Pihak kepolisian mengonfirmasi bahwa pelaku penembakan, Robert K. Dorgan (yang juga dikenal dengan nama Roberta Esposito), tewas di lokasi kejadian setelah mengarahkan senjata ke dirinya sendiri. Menurut laporan awal, serangan ini diduga kuat sengaja menargetkan anggota keluarganya sendiri yang sedang berada di tribun penonton.
Insiden ini terjadi hanya dua bulan setelah tragedi serupa di Universitas Brown yang masih menyisakan luka mendalam bagi warga Rhode Island.
Mencekam: Pemain Bertumbangan Mencari Perlindungan
Rekaman dari layanan streaming LiveBarn menangkap momen mengerikan saat tembakan dilepaskan dari balik bangku pemain di tengah pertandingan. Setidaknya 12 tembakan terdengar, memicu kepanikan luar biasa.
Para atlet remaja yang masih mengenakan sepatu roda hoki terlihat melompat ke arah ring dan merangkak menuju ruang ganti demi menghindari peluru.
Di tengah kekacauan tersebut, seorang warga sipil nekat mencoba melumpuhkan pelaku.

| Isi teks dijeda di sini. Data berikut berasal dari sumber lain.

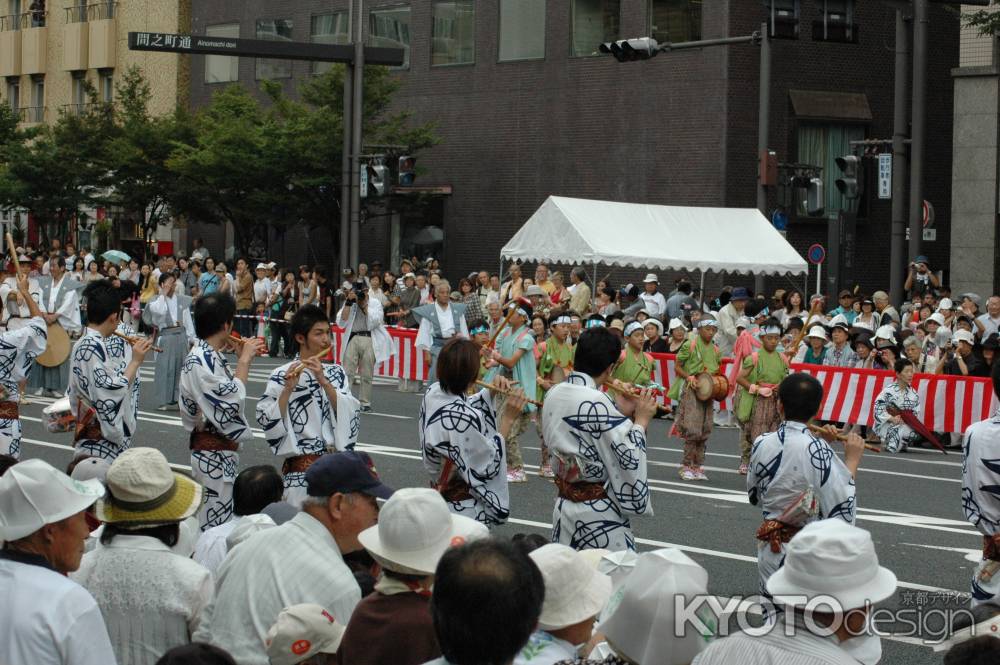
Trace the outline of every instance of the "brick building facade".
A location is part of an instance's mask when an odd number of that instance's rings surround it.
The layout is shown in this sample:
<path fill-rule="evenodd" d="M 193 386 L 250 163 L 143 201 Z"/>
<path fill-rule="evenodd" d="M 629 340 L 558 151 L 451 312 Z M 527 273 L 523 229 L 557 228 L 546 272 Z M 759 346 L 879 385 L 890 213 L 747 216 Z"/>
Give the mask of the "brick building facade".
<path fill-rule="evenodd" d="M 407 239 L 421 226 L 432 224 L 444 229 L 438 258 L 447 274 L 496 269 L 499 249 L 550 194 L 670 205 L 756 205 L 757 47 L 675 51 L 625 64 L 610 57 L 573 55 L 572 45 L 580 38 L 574 37 L 573 26 L 580 25 L 577 12 L 583 11 L 582 5 L 601 5 L 604 36 L 623 38 L 650 33 L 653 5 L 683 3 L 538 2 L 544 4 L 544 57 L 500 61 L 500 49 L 508 48 L 501 43 L 499 25 L 507 2 L 474 0 L 469 3 L 474 10 L 470 24 L 474 48 L 469 53 L 474 57 L 465 56 L 474 62 L 447 66 L 432 64 L 432 50 L 438 48 L 432 38 L 434 12 L 442 3 L 402 5 L 409 7 L 409 64 L 399 70 L 403 85 L 396 103 L 413 111 L 417 121 L 437 123 L 442 141 L 419 156 L 419 183 L 450 185 L 453 193 L 442 197 L 422 219 L 383 217 L 366 223 L 363 259 L 385 263 L 400 251 L 409 253 Z M 615 4 L 617 26 L 609 22 L 606 11 Z M 212 26 L 238 23 L 240 37 L 253 37 L 258 20 L 287 19 L 291 39 L 308 41 L 316 23 L 313 17 L 346 5 L 347 0 L 195 0 L 193 29 L 202 34 Z M 704 0 L 690 5 L 685 16 L 693 16 L 697 25 L 673 32 L 679 35 L 673 41 L 750 34 L 768 14 L 756 0 Z M 820 155 L 832 163 L 836 156 L 832 151 L 846 145 L 843 141 L 848 138 L 891 137 L 894 12 L 882 3 L 858 2 L 856 43 L 824 42 L 813 39 L 813 22 L 821 18 L 822 3 L 801 0 L 800 5 L 799 38 L 772 42 L 769 145 L 782 162 Z M 365 12 L 399 6 L 399 0 L 369 0 Z M 700 20 L 694 9 L 700 9 Z M 676 25 L 676 15 L 658 18 L 669 18 Z M 935 269 L 945 269 L 947 279 L 950 71 L 958 63 L 959 20 L 938 6 L 932 7 L 931 18 L 925 198 L 935 205 L 938 235 L 936 242 L 925 244 L 925 253 Z M 369 39 L 375 25 L 366 19 Z M 385 39 L 378 43 L 390 45 Z M 195 106 L 206 104 L 220 87 L 206 83 L 203 60 L 192 63 Z M 239 82 L 256 87 L 252 59 L 242 59 L 234 72 Z M 292 63 L 291 78 L 283 82 L 294 90 L 295 81 L 310 72 L 310 63 Z M 834 102 L 824 106 L 821 101 L 830 98 L 828 93 L 835 93 Z M 869 172 L 874 170 L 871 163 L 868 166 Z M 833 190 L 831 169 L 824 177 L 828 190 Z M 868 190 L 873 186 L 869 176 Z M 827 198 L 836 200 L 832 194 Z M 857 226 L 855 269 L 845 281 L 858 282 L 870 293 L 888 285 L 890 216 L 888 201 L 878 201 L 874 194 L 868 198 Z M 772 191 L 769 209 L 781 201 L 779 192 Z M 335 217 L 333 211 L 334 223 Z M 270 251 L 289 264 L 314 260 L 333 264 L 331 230 L 311 230 L 308 243 L 299 242 L 301 230 L 272 237 Z M 225 239 L 220 229 L 198 227 L 195 232 L 205 236 L 213 253 L 221 254 Z M 800 251 L 813 242 L 825 243 L 826 237 L 825 217 L 791 215 L 788 239 Z M 629 277 L 618 271 L 613 280 Z M 709 282 L 718 285 L 724 279 L 714 276 Z M 787 280 L 774 279 L 768 286 L 788 285 Z"/>

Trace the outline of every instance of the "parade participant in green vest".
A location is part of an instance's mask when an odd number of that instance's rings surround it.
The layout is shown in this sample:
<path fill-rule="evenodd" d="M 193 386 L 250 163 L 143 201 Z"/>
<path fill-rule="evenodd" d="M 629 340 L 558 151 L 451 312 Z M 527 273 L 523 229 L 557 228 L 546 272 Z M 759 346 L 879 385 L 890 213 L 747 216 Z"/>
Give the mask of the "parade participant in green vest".
<path fill-rule="evenodd" d="M 736 419 L 740 421 L 740 474 L 747 475 L 750 449 L 762 434 L 774 432 L 781 423 L 778 412 L 778 384 L 788 376 L 788 359 L 778 352 L 781 324 L 764 322 L 760 332 L 762 348 L 743 359 L 736 377 Z"/>
<path fill-rule="evenodd" d="M 576 353 L 576 344 L 569 336 L 569 328 L 573 319 L 563 314 L 549 325 L 552 334 L 547 340 L 538 345 L 538 400 L 545 401 L 552 386 L 561 383 L 573 371 L 573 355 Z M 543 406 L 542 409 L 545 407 Z M 549 464 L 549 447 L 545 445 L 545 437 L 542 434 L 542 414 L 539 410 L 538 418 L 535 421 L 538 427 L 538 438 L 542 442 L 542 464 L 538 469 L 538 475 L 542 478 L 554 478 L 552 465 Z"/>
<path fill-rule="evenodd" d="M 683 480 L 708 480 L 705 475 L 705 444 L 712 434 L 713 400 L 700 401 L 694 387 L 699 374 L 718 374 L 722 353 L 712 339 L 719 323 L 706 317 L 698 321 L 698 334 L 677 353 L 677 379 L 670 386 L 670 398 L 680 402 L 672 433 L 684 439 Z"/>
<path fill-rule="evenodd" d="M 617 379 L 622 383 L 634 386 L 648 386 L 653 380 L 653 357 L 648 353 L 643 353 L 642 344 L 646 341 L 643 324 L 633 321 L 625 326 L 625 349 L 615 371 L 611 373 L 612 379 Z M 617 395 L 618 391 L 611 391 Z"/>

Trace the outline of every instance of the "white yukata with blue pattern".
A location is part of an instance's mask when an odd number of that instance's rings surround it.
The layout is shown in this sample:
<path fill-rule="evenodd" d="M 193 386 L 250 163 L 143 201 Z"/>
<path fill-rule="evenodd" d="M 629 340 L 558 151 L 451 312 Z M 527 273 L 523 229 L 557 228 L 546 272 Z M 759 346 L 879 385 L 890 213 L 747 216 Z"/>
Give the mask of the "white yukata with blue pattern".
<path fill-rule="evenodd" d="M 18 385 L 23 381 L 35 358 L 45 351 L 48 329 L 45 319 L 35 317 L 16 330 L 0 333 L 0 400 L 17 402 L 21 398 Z M 21 457 L 21 420 L 0 418 L 0 453 L 15 459 Z"/>
<path fill-rule="evenodd" d="M 125 378 L 125 368 L 132 359 L 131 348 L 126 351 L 126 346 L 125 340 L 102 337 L 89 327 L 73 345 L 66 391 L 70 410 L 79 420 L 93 406 L 97 412 L 94 419 L 101 426 L 100 439 L 81 439 L 74 444 L 78 457 L 89 455 L 113 462 L 132 445 L 139 412 L 139 375 L 132 381 Z"/>
<path fill-rule="evenodd" d="M 556 498 L 552 542 L 575 550 L 635 550 L 630 518 L 652 515 L 646 476 L 646 430 L 625 417 L 594 379 L 572 372 L 545 396 L 542 431 L 569 482 L 602 483 L 607 498 Z"/>
<path fill-rule="evenodd" d="M 503 524 L 510 515 L 506 444 L 497 424 L 486 388 L 472 395 L 453 395 L 435 383 L 420 403 L 420 453 L 431 482 L 441 480 L 450 459 L 452 474 L 468 484 L 472 498 L 449 501 L 448 509 L 488 528 Z"/>
<path fill-rule="evenodd" d="M 810 488 L 819 502 L 819 513 L 791 526 L 802 527 L 831 517 L 854 524 L 854 478 L 826 441 L 813 436 L 804 424 L 791 420 L 781 423 L 777 432 L 757 437 L 750 452 L 747 494 L 750 503 L 760 507 L 765 520 L 779 519 Z M 785 545 L 780 552 L 772 552 L 769 543 L 755 542 L 760 593 L 769 598 L 764 585 L 784 564 Z"/>
<path fill-rule="evenodd" d="M 908 446 L 920 441 L 921 436 L 914 432 L 909 425 L 896 425 L 889 419 L 888 408 L 893 406 L 900 411 L 913 411 L 917 413 L 920 409 L 920 395 L 913 387 L 903 390 L 899 384 L 893 381 L 885 387 L 875 398 L 875 426 L 872 429 L 878 438 L 882 439 L 882 445 L 886 452 L 901 453 Z"/>
<path fill-rule="evenodd" d="M 257 402 L 257 422 L 264 430 L 271 452 L 278 457 L 294 457 L 353 450 L 361 425 L 361 402 L 351 394 L 347 374 L 338 364 L 323 364 L 326 380 L 337 391 L 336 412 L 330 408 L 330 398 L 312 371 L 303 370 L 288 398 L 288 411 L 282 417 L 278 398 L 285 388 L 285 375 L 298 361 L 299 356 L 296 356 L 292 362 L 271 372 L 264 396 Z M 300 507 L 305 498 L 305 472 L 286 474 L 285 501 Z"/>
<path fill-rule="evenodd" d="M 962 511 L 984 536 L 1000 533 L 1000 413 L 970 425 L 962 441 Z M 1000 602 L 1000 562 L 983 559 L 972 604 Z"/>
<path fill-rule="evenodd" d="M 233 376 L 226 357 L 199 339 L 181 366 L 184 429 L 215 432 L 237 443 L 249 441 L 253 431 L 243 413 L 246 396 L 246 386 Z M 205 487 L 206 501 L 198 511 L 202 531 L 232 518 L 233 483 L 239 464 L 235 451 L 191 451 L 191 475 Z"/>

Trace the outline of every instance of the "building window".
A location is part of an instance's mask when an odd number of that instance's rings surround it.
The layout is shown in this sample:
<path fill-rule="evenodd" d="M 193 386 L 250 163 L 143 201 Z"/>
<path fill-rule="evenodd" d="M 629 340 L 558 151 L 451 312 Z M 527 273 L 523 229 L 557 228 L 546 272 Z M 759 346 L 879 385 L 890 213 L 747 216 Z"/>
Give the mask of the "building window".
<path fill-rule="evenodd" d="M 840 175 L 837 168 L 837 157 L 853 153 L 851 141 L 865 138 L 865 128 L 862 125 L 804 123 L 798 128 L 799 162 L 823 169 L 823 192 L 826 197 L 826 209 L 822 216 L 836 218 L 841 209 L 847 207 L 847 201 L 837 190 L 836 180 Z M 805 197 L 797 197 L 804 199 Z M 797 203 L 796 213 L 800 217 L 808 217 L 803 200 Z"/>
<path fill-rule="evenodd" d="M 101 95 L 101 101 L 105 104 L 110 104 L 115 98 L 115 75 L 114 71 L 102 71 L 98 74 L 98 83 L 100 89 L 98 92 Z"/>
<path fill-rule="evenodd" d="M 45 106 L 45 79 L 42 77 L 31 80 L 31 105 Z"/>
<path fill-rule="evenodd" d="M 73 85 L 70 90 L 70 94 L 73 96 L 72 105 L 77 107 L 77 110 L 83 108 L 83 105 L 87 103 L 87 77 L 86 72 L 73 72 Z"/>
<path fill-rule="evenodd" d="M 7 16 L 4 19 L 5 31 L 21 29 L 21 0 L 7 0 Z"/>
<path fill-rule="evenodd" d="M 257 19 L 257 39 L 274 42 L 292 41 L 292 20 L 284 18 Z M 292 61 L 257 58 L 257 80 L 292 78 Z"/>
<path fill-rule="evenodd" d="M 16 77 L 7 79 L 7 104 L 15 112 L 21 109 L 21 81 Z"/>
<path fill-rule="evenodd" d="M 545 57 L 545 0 L 500 0 L 497 60 Z"/>
<path fill-rule="evenodd" d="M 372 46 L 403 49 L 403 69 L 410 67 L 410 8 L 373 9 L 368 15 Z"/>
<path fill-rule="evenodd" d="M 472 0 L 434 3 L 431 65 L 468 65 L 476 61 L 476 10 Z"/>
<path fill-rule="evenodd" d="M 220 23 L 205 26 L 206 37 L 240 36 L 239 23 Z M 205 56 L 205 83 L 229 83 L 240 78 L 240 59 L 231 55 Z"/>
<path fill-rule="evenodd" d="M 618 39 L 620 0 L 573 0 L 570 55 L 597 55 L 601 42 Z"/>
<path fill-rule="evenodd" d="M 309 21 L 309 41 L 316 44 L 350 44 L 347 12 L 317 14 Z M 322 74 L 333 67 L 332 62 L 312 63 L 312 73 Z"/>
<path fill-rule="evenodd" d="M 649 34 L 661 44 L 701 39 L 701 0 L 649 0 Z"/>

Kepala Polisi Pawtucket, Tina Goncalves, memuji aksi heroik yang membuat korban penembakan tidak jatuh lebih banyak.
Duka di ‘Senior Night’
Pertandingan tersebut seharusnya menjadi malam istimewa bagi para siswa tingkat akhir (Senior Night). Namun, momen yang seharusnya penuh perayaan itu kini bersimbah darah. Tiga korban luka saat ini dalam kondisi kritis di Rumah Sakit Rhode Island—fasilitas yang sama yang merawat korban penembakan Universitas Brown dua bulan lalu.
Hingga saat ini, sekolah-sekolah yang terlibat mengonfirmasi bahwa seluruh siswa yang bertanding dalam kondisi selamat, meski luka psikis tak terhindarkan.
Tragedi ini mencatat sejarah kelam sebagai penembakan massal ke-41 di Amerika Serikat hanya dalam 47 hari pertama tahun 2026.
Pihak berwenang dari Biro Alkohol, Tembakau, Senjata Api, dan Bahan Peledak (ATF) kini telah turun tangan membantu kepolisian setempat untuk menyusun kronologi lengkap di balik aksi brutal yang terjadi pada pukul 14.30 waktu setempat ini.